Managing director Chris Conner says the firm pays for, owns and maintains the array, and the school agrees to buy the electricity it produces at a discount to its normal retail power price.

“What we do is pretty simple,” Conner said. “COG Power will install our arrays on client sites at no cost to them, so there’s no [captital expenditure], and then we sell them discounted electricity over the course of a 25-year contract.”

Conner said he and his father-in-law, Dr Rod Carr, the former chairperson of the Climate Change Commission and a former University of Canterbury vice-chancellor, are among the shareholders behind the business, which was spun out of a central Christchurch property development company that built mixed-use projects on Lichfield St before the family turned its focus to energy.

Under the deal, whenever Hornby is using power and the sun is shining, it must take COG’s solar power first, then top up from its normal retailer. If, for example, the school uses 1000 units in a period and the panels generate 500, 500 units will come from the roof and 500 from the grid.

Dr Rod Carr, former Climate Change Commission chair, is among the shareholders behind COG Power.
Dr Rod Carr, former Climate Change Commission chair, is among the shareholders behind COG Power.

Conner said the company is a straight commercial operator, not a charity.

“This is an entirely commercial solution, a for-profit company. It’s not a charity or anything. We don’t take any subsidies, we don’t take any grants. We set out to put a market solution into solving the energy transition, and this is one way of doing that.”

He said solar now generates electricity so cheaply that COG can fund large arrays, sell schools power at a lower rate than the grid, and still make a margin.

For schools, though, the “savings” do not show up as a smaller power bill.

Conner said when a school cuts its electricity spend, the Ministry of Education tends to reduce its utilities budget at the next review. That means less money in the board’s bank account, even if New Zealand Inc benefits overall.

To get around that, COG structures its school offer differently.

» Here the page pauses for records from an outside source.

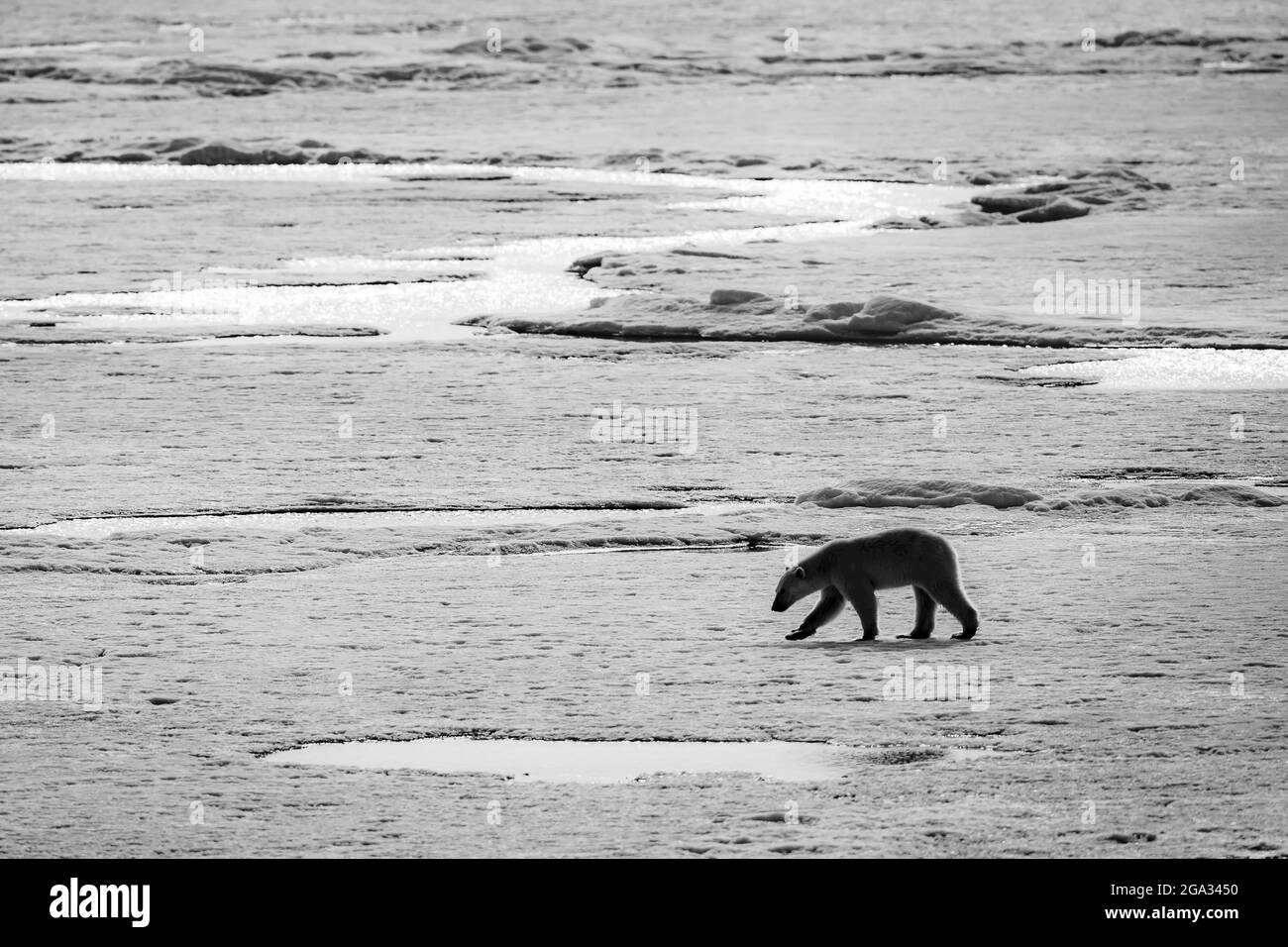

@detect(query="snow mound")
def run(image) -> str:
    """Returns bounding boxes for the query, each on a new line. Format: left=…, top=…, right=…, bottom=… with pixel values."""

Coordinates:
left=796, top=478, right=1042, bottom=510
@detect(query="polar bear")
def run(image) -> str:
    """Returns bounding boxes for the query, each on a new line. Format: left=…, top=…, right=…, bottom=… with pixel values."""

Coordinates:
left=772, top=528, right=979, bottom=642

Instead of giving schools a visible 10% discount on each bill, it calculates what the discount would have been, parks that amount in a separate pot, then pays it back as a donation at the end of the year.

“Hornby will probably be more like 10 to 12 grand, but it depends how much they end up using,” Conner said.

“A $10,000 annual donation might be a rounding error to a large corporate, but for a school it can pay for the right teacher aide in the right classroom at the right time, and that can have an outsized impact,” he said at the launch.

Schools still receive two power bills – one from their normal retailer and one from COG – and any surplus solar in the holidays is simply sold back into the wholesale market.

COG Power managing director Chris Conner says the Hornby High project should deliver a $10,000 to $12,000 annual donation to the school.
COG Power managing director Chris Conner says the Hornby High project should deliver a $10,000 to $12,000 annual donation to the school.

COG already has six school arrays operating and two more signed, alongside community and council clients such as the former YMCA Bishopdale, now The Kind Foundation, and a district council pool. The company looks for large roofs with heavy daytime usage where it delivers most value.

The Hornby array is forecast to cut the school’s emissions by about 18 tonnes of CO₂-equivalent a year over 25 years – roughly the annual energy footprint of three New Zealanders, Conner said.

If the model proves itself on schools it could be rolled out across tens of thousands of suitable roofs, Conner added, from government offices to factories, using the existing hydro lakes as a “national battery” by dialling back dam output when rooftop solar is peaking.

Looking ahead, he wants the network of school arrays to double as a resilience asset.

Over the next five to seven years, COG hopes to start pairing rooftop solar with batteries at between 20 and 50 schools, turning them into civil defence hubs that can keep lights, heating and communications running after floods or earthquakes..

“If people can go to these schools and they have power, I’ll feel like that’s our little contribution to New Zealand Inc,” he said.